One of the few strong performers for Wednesday has been Gary Hooper, who has not only scored eight goals in 14 appearances, but also offers the mobility and movement to influence build-up play. Hooper played well in the 2-0 defeat at Derby County, where they were a goal and a man down within the first three minutes.

Barry Bannan also played well that afternoon and, having played more passes (820) than any Championship player this term, he has always tried hard to engineer attacks. The problem is that he sometimes does so single-handedly, such is the lack of movement from players ahead of him baring Hooper.

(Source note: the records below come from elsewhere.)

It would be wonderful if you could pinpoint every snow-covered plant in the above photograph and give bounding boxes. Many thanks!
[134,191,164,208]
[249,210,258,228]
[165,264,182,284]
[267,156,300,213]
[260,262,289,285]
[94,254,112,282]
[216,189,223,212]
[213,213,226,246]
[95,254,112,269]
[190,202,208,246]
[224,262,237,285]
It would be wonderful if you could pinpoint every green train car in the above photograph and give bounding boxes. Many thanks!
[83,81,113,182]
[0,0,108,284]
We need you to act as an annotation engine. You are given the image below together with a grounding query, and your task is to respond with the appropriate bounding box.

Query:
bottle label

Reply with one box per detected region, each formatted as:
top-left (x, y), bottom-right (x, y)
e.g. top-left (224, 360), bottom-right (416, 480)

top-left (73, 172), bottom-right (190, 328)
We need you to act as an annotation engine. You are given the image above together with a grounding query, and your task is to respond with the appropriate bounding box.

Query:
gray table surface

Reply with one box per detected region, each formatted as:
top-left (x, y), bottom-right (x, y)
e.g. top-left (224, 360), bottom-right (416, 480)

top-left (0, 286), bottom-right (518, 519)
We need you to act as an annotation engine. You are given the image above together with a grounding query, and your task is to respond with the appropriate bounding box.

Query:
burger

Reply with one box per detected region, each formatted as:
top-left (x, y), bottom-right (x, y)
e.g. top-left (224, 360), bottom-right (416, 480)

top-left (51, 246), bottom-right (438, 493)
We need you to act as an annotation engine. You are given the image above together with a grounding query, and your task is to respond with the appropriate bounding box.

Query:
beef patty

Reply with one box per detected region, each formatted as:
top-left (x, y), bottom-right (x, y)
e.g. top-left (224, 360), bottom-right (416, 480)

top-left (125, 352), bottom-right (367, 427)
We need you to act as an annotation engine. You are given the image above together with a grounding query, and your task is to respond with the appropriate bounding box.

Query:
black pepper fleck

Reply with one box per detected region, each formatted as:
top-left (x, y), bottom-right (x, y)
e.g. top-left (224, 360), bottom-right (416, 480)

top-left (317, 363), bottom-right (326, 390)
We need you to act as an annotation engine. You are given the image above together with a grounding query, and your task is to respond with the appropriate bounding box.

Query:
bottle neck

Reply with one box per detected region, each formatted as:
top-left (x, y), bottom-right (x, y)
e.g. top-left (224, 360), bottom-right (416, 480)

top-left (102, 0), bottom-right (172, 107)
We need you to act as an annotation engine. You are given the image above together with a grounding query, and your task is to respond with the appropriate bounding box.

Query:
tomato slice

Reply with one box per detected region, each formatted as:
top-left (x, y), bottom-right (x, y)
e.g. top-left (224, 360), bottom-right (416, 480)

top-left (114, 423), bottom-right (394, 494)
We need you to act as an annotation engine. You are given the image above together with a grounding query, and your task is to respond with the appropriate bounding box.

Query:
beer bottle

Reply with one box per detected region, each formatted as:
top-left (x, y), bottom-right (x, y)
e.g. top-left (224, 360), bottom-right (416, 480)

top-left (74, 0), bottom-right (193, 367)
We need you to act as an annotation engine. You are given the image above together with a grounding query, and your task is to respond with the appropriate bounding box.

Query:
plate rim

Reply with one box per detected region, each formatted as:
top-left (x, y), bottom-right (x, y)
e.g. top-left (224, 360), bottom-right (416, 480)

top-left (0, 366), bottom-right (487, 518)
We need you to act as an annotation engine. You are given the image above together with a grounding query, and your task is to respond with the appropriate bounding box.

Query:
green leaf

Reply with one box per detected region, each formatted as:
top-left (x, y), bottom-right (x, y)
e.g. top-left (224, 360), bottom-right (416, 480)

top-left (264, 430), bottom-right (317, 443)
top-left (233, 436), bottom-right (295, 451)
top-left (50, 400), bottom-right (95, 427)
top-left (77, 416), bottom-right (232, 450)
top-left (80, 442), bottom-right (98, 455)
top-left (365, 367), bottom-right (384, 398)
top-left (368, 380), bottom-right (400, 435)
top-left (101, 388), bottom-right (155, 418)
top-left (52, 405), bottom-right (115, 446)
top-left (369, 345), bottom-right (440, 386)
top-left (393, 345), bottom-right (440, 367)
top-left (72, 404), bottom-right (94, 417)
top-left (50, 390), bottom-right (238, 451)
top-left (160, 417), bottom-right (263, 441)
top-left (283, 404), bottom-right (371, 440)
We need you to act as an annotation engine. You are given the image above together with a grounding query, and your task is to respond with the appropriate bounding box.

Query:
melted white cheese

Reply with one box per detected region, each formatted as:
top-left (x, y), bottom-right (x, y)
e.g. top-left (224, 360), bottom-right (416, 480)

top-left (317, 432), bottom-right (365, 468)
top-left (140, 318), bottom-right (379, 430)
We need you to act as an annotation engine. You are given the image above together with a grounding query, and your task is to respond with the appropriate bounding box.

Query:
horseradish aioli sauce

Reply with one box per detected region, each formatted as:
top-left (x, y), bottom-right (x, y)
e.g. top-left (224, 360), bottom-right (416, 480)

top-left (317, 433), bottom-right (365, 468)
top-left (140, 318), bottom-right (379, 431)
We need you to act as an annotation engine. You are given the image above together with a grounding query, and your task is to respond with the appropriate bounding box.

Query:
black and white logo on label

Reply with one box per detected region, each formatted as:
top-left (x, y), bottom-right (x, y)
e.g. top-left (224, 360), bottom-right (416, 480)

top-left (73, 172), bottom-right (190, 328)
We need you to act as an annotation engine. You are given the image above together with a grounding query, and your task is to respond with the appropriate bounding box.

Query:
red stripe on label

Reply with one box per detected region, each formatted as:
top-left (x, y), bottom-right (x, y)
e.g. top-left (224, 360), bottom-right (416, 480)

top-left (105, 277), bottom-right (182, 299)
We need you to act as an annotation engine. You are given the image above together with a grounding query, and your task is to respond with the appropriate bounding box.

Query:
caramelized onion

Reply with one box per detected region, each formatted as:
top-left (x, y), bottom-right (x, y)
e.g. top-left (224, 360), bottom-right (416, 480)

While the ex-Scunthorpe striker plays just behind Steven Fletcher, it is the exit of another ex-Scunthorpe striker to Hillsborough that has allowed Tom Bradshaw to thrive. At Walsall, he was more impactful on his own up top with midfielders joining him from deep, than when he was joined by a strike-partner from the outset. Bradshaw was praised at the Bescot for his work rate and movement, as well as his goalscoring ability, and he has replicated all three qualities in the Championship with Barnsley.

Initially he struggled to get in ahead of Sam Winnall, but when he controversially left for Wednesday in January, Bradshaw has benefited from increased game time as a lone striker. The question now is whether Paul Heckingbottom needs Ike Ugbo, who was signed on loan with Chelsea expecting him to get first team football, yet the youngster is merely a back-up right now.

Barnsley have started two up top twice so far this year and it may not be the greatest coincidence that they lost on both occasions. Bradshaw and Ugbo both played in the 1-0 home defeat to Hull last week, even if the Tykes might have snatched a draw with better finishing.

Their attack will hope to get the better of Tom Lees and Joost Van Aken, who didn’t have the best time in their last South Yorkshire derby with Sheffield United. Lees was excellent for a few years at Hillsborough but, recently, he has lost his form, not helped by the decline of Glenn Loovens. Adam Reach has previously been played at left-back, in hope of utilizing the width he provides, but he has struggled with the defensive side of the game.

The Owls, right now, look divided and disjointed: Barnsley might just profit from the disarray if they can raise their game on derby day.